An archaeologist that never got to finish fully excavating a particularly bountiful dig site in Hawaii 30 years ago may have a brand new chance to return to the area, thanks to a new development.
Starting in 1987, David Clark from Washington DC’s Catholic University of America spent two summers digging at the Waihee Dairy site, situated across from the Waiehu Golf Course on the island of Maui. The site showed incredible promise, yielding highly significant prehistoric discoveries, but the sale of the property curtailed the excavation.
Clark was never able to return, even after development plans for the parcel of land stalled and the property was transferred to the Hawaiian Islands Land Trust. However, in a recent visit to the site, Clark revealed that this may change in the future thanks to land trust associate executive director Scott Fisher who is currently undertaking paleoecology postdoctoral research based on Clark’s initial findings. The Waihee Dairy site has the potential to be one of the earliest sites on Maui.
Fischer has high hopes that he can help archaeological work resume at Waihee Dairy, but he will need high levels of support from the community. He hopes that the results of dig site permits being issued would be grants and educational opportunities, with the latter being something that Clark focused on three decades earlier. The archaeologist says approximately 1200 schoolchildren aided his research across both summers, according to a story in the Maui News.
Clark echoed Fischer’s words regarding needing support and funding from the community. While the archaeology field currently enjoys the largest job market it ever has in the United States, the researcher said that digs done for academic or research purposes are rare; instead, the majority of the activity takes place as part of development schemes.

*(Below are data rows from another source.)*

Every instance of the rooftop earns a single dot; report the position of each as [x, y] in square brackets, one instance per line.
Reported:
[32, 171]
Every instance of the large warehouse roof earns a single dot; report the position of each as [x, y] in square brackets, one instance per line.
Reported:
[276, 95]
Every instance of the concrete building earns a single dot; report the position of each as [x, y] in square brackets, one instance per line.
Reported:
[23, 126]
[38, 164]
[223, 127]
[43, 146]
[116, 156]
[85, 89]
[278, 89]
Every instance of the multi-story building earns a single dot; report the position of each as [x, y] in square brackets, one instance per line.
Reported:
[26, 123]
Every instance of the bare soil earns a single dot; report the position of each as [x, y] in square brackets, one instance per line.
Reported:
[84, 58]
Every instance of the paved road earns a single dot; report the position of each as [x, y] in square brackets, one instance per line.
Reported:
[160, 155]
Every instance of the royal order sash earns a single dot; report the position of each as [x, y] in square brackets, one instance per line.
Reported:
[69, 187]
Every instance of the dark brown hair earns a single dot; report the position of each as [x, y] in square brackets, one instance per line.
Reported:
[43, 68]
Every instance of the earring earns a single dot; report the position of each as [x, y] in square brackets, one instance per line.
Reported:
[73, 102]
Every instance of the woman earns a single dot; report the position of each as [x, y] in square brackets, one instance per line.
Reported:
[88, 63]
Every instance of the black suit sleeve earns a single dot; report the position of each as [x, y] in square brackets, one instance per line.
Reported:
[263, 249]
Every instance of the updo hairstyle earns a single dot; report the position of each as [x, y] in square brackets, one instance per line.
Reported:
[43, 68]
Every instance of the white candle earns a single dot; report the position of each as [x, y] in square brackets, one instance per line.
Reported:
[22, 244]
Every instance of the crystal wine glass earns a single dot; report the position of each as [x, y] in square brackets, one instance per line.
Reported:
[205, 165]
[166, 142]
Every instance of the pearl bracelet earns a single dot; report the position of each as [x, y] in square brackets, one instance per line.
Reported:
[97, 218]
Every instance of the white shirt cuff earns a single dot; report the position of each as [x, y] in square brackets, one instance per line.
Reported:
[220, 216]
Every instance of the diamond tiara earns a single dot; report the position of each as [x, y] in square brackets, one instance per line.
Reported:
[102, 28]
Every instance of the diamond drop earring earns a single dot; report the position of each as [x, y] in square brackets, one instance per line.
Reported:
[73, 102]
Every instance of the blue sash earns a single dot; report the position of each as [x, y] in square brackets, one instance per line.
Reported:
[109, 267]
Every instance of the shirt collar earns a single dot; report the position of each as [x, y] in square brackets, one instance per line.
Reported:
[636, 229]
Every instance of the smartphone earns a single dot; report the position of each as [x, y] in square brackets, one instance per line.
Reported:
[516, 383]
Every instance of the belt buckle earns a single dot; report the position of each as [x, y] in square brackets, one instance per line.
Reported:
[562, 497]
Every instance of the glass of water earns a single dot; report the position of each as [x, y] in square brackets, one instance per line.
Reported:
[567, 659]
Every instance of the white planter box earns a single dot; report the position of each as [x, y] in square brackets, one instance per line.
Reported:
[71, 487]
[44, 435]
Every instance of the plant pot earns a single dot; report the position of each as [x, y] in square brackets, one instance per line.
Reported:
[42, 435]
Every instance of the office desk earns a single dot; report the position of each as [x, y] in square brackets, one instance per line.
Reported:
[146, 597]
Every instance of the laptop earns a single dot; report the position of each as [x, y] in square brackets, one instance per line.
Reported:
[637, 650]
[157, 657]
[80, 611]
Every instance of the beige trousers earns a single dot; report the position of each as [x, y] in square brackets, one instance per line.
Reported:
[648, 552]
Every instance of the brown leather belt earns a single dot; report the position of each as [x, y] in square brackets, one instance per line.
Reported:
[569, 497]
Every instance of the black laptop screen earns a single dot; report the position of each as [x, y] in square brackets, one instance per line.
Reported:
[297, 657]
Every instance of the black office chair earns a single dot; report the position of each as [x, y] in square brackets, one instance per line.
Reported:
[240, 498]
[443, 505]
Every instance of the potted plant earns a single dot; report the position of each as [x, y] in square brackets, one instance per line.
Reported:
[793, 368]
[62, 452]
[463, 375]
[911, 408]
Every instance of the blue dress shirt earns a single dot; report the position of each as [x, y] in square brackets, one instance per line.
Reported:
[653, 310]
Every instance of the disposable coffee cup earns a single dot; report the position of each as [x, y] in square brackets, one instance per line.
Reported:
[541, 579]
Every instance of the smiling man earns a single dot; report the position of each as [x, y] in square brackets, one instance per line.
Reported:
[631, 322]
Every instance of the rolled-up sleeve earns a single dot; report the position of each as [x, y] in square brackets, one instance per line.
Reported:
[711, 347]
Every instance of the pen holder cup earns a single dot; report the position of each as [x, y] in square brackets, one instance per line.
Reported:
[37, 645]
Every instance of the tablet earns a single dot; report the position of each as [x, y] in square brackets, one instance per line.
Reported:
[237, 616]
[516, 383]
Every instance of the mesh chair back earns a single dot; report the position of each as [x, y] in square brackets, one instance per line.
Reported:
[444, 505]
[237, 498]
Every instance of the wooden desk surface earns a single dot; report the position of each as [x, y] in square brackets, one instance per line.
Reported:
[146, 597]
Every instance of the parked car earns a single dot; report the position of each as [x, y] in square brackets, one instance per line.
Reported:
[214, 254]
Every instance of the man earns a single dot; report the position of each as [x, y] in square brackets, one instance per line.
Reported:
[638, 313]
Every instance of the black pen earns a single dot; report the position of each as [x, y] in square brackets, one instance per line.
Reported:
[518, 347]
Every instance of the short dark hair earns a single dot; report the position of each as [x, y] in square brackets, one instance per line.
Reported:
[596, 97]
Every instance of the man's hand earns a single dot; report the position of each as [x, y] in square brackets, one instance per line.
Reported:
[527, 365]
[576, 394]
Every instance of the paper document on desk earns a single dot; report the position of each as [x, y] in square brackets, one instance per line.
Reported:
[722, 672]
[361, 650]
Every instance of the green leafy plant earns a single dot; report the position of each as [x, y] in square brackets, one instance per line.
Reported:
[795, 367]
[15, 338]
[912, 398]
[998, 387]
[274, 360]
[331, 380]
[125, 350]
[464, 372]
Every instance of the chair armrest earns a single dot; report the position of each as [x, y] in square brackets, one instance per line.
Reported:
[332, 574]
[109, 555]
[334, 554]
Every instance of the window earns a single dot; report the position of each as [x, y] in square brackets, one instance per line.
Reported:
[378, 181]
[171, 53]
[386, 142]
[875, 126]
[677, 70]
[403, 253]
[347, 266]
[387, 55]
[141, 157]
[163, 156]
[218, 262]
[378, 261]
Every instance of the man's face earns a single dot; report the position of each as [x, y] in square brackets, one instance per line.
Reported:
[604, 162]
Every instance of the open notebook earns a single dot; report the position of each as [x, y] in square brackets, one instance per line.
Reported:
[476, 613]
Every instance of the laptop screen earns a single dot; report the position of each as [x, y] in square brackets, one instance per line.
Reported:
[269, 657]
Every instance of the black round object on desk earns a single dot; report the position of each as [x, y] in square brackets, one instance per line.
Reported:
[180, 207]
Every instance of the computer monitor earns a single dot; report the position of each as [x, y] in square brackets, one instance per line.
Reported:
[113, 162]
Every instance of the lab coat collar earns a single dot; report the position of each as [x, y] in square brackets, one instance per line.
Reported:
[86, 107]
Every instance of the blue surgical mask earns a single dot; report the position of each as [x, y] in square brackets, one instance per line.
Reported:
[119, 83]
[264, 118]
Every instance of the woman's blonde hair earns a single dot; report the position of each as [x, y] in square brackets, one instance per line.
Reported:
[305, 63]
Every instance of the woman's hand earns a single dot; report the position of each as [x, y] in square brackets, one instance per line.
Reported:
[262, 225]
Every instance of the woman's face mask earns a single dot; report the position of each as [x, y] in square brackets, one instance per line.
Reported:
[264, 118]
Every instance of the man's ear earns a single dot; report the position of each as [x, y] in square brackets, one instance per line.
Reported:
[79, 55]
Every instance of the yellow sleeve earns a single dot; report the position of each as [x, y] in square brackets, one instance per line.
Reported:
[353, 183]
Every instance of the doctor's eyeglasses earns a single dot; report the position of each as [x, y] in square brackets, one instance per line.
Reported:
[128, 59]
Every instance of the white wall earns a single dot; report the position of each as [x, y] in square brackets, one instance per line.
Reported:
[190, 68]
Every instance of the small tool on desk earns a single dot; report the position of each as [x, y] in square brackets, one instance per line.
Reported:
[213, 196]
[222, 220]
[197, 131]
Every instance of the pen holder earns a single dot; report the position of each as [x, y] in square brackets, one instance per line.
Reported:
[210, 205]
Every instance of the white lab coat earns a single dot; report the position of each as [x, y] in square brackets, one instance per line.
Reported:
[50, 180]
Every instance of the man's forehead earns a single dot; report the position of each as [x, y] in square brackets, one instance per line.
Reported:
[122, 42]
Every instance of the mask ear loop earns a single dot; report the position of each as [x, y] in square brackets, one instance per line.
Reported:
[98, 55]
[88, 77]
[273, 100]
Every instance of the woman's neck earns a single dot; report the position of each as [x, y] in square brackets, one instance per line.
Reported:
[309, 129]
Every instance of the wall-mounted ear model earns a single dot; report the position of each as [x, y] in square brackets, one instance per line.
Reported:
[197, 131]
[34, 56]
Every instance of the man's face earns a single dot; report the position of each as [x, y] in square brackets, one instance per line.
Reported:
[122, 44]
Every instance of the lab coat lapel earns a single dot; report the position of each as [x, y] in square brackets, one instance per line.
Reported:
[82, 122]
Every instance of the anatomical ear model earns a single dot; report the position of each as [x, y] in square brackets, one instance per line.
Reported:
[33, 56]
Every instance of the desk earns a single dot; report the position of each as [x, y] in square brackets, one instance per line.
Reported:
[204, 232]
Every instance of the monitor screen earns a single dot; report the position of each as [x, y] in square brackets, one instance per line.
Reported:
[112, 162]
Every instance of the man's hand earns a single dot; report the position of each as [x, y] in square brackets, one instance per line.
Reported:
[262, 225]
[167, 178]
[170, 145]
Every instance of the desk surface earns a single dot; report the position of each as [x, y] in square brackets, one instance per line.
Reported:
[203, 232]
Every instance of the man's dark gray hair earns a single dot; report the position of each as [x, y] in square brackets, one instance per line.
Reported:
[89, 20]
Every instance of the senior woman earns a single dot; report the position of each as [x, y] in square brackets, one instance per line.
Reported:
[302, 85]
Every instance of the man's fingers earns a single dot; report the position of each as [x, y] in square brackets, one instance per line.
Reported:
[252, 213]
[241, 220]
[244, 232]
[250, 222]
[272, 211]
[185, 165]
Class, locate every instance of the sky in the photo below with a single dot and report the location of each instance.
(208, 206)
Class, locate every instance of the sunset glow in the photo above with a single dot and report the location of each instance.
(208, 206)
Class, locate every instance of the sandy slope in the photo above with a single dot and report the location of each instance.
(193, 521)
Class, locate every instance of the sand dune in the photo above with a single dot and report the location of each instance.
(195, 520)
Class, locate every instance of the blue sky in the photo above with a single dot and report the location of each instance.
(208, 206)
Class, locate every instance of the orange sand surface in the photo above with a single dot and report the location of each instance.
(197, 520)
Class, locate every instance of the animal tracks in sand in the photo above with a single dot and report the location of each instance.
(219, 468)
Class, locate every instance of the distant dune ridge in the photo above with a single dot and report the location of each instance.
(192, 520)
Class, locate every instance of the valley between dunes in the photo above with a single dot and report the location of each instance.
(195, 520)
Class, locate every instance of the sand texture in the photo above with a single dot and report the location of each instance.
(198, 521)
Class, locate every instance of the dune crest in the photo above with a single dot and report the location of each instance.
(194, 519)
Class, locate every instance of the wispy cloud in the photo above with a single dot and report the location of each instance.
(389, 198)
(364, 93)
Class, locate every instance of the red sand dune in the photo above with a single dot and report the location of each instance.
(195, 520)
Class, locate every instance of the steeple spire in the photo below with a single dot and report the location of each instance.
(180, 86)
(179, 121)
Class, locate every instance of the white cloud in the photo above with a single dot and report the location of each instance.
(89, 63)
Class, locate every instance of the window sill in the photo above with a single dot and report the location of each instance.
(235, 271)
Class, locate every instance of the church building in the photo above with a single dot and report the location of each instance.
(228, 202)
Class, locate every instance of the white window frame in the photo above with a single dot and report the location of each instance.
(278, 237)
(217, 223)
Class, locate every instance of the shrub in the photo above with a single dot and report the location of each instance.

Building new residential subdivisions or a new expressway, for example, makes extensive use of archaeological expertise, Clark pointed out. Bringing researchers in to clear the path of the development ensures that no artifacts will be destroyed by construction or renovation efforts, and many noteworthy finds have been from such development activity in the past few years across the US and the entire world.
Meanwhile, the treasures pulled from the Waihee site three decades earlier were truly remarkable. More than 30,000 materials were catalogued, the majority of them at least 900 years old – and yet Clark and his colleagues at the time thought that that was “just the tip of the iceberg” when it came to the artifacts lurking below the surface. The original plan was for a five-year dig, something that he felt would have been a landmark study in regards to communicating the early history of Maui in a way that focused on community involvement.
At his recent visit, Clark recounted how he and his colleagues had lined the site with plastic before the entire dig was backfilled in the hopes that someone would one day return. While he would enjoy nothing more than to see local researchers take on the project, he did wish for a chance to return for a while and finish the job he started all those years ago.